Jamais sans doute l’Union européenne n’aura été à ce point écartelée sur une crise internationale majeure dont les conséquences, selon les Nations Unies, menacent la stabilité et la paix dans le monde.
Une des grandes révélations diplomatiques de cette guerre israélienne contre Gaza est l’apparition au grand jour de profondes divergences entre les pays européens sur cette crise. La variété des approches existait déjà mais elle était camouflée dans des perceptions diplomatiques difficiles à identifier. Aujourd’hui, les écarts se voient de façon criante entre d’abord les Etats membres de l’Union et les partis politiques de chaque pays.
Jamais sans doute l’Union européenne n’aura été à ce point écartelée sur une crise internationale majeure dont les conséquences, selon les Nations Unies, menacent la stabilité et la paix dans le monde. Entre une Allemagne, travaillée par son héritage historique, qui soutient aveuglement l’opération militaire israélienne contre Gaza, sans se soucier des pertes civiles et une Espagne qui se dit prête à reconnaître un État palestinien indépendant comme posture de défiance et de critique à l’égard de la politique israélienne.
Entre ces deux positions aux allures extrêmes, la France d’Emmanuel Macron navigue à vue. Tantôt d’un soutien sans faille à Israël, tantôt dénonçant la facture de cette guerre extrêmement élevée en termes de pertes humaines civiles. Tantôt comprenant la nécessité pour Israël de tendre à éradiquer le Hamas, tantôt considérant cette mission presque impossible et exigeant un cessez-le-feu.
L’Union européenne avait déjà, dès le début de cette guerre, provoqué des grincements des dents au sein de la hiérarchie européenne lorsque la présidente de la commission Ursula von Der Leyen s’est distinguée par des déclarations très pro israéliennes, sans grande concertation avec les pays membres de l’Union traditionnellement très équilibrés dans leurs positions. À l’époque, cette précipitation de Van der Leyen était attribuée à ses penchants pro-américains et pro-atlantiques très prononcés.
Cette division au sein du leadership européen a une conséquence immédiate. Elle affaiblit la parole et la crédibilité de l’Union sur la scène internationale. Elle empêche l’Europe d’élaborer une position commune et un mécanisme de pressions efficace. Résultat, l’Union européenne, grande puissance économique, se révèle impuissante politiquement à jouer un rôle déterminant, laissant ainsi le terrain libre à la diplomatie américaine, seule à jouer les premiers rôles dans cette région. L’Europe continuera ainsi à se contenter du rôle de financier de la reconstruction de ce que Israël détruit comme elle l’a toujours fait.

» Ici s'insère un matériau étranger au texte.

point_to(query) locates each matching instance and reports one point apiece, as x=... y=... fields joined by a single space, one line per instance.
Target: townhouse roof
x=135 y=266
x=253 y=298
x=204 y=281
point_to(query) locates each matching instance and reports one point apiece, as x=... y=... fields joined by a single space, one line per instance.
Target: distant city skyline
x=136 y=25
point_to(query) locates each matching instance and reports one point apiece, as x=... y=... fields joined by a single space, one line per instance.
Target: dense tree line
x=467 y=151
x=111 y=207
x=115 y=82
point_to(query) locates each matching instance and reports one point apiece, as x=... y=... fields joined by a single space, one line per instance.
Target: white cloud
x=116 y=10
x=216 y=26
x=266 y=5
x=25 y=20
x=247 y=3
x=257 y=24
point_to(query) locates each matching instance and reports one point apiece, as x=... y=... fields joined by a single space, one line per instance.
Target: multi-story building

Ces divergences entre les membres de l’Union européenne sur la guerre au Proche-Orient renvoie régulièrement à une position où Bruxelles se met involontairement en position d’attente d’un signal venu de Washington, reconnue comme l’unique maître d’œuvre de la paix ou de la guerre au Proche-Orient.
Cette guerre israélienne contre la bande de Gaza a aussi approfondi les fissures au sein des sociétés européennes, engendrant de nouvelles et d’étranges recompositions politiques. Ainsi est apparue une nouvelle carte politique presque commune aux pays européens. L’extrême droite populiste et démagogique s’est saisie de cette crise pour exprimer un solide soutien à Israël et de se débarrasser à bon compte des accusations d’antisémitisme qui entachaient son passé et son héritage politique. Par ailleurs, l’extrême gauche s’est radicalisée dans sa défense des Palestiniens et ses critiques à l’égard d’Israël au point de tomber parfois dans les excès anti-Israël de ce qui est appelé l’Islamo-gauchisme.
Sur le plan politique interne à cet espace européen est née une nouvelle équation politique où l’extrême droite européenne a montré une empathie et un soutien excessif et opportuniste à l’encontre de l’extrême droite israélienne qui gouverne en Israël avec Benjamin Netanyahu et des personnalités politiquement effervescentes comme le ministre extrémiste israélien de la sécurité nationale, Itamar Bin Gvir ou le ministre fondamentaliste de la finance Bezalel Smotrich.
En ne parlant pas d’une seule voix, en exportant un message brouillé et parfois contradictoire, l’Europe se prive d’une capacité d’influence politique majeure. Si ce genre de divergences européennes avait dominé le débat sur la guerre entre la Russie et l’Ukraine, sans doute la confrontation militaire entre Moscou et Kiev n’aurait jamais eu lieu.
Tout le débat aujourd’hui au sein des institutions européennes est de voir lequel de ces ailes va finir par emporter la victoire. Celui qui accorde un soutien sans faille à l’armée israélienne quel que soit le coût politique, ou celui qui défend bec et ongles les droits des Palestiniens dans cette tragédie militaire dont personne n’est capable de voir aujourd’hui le bout du tunnel.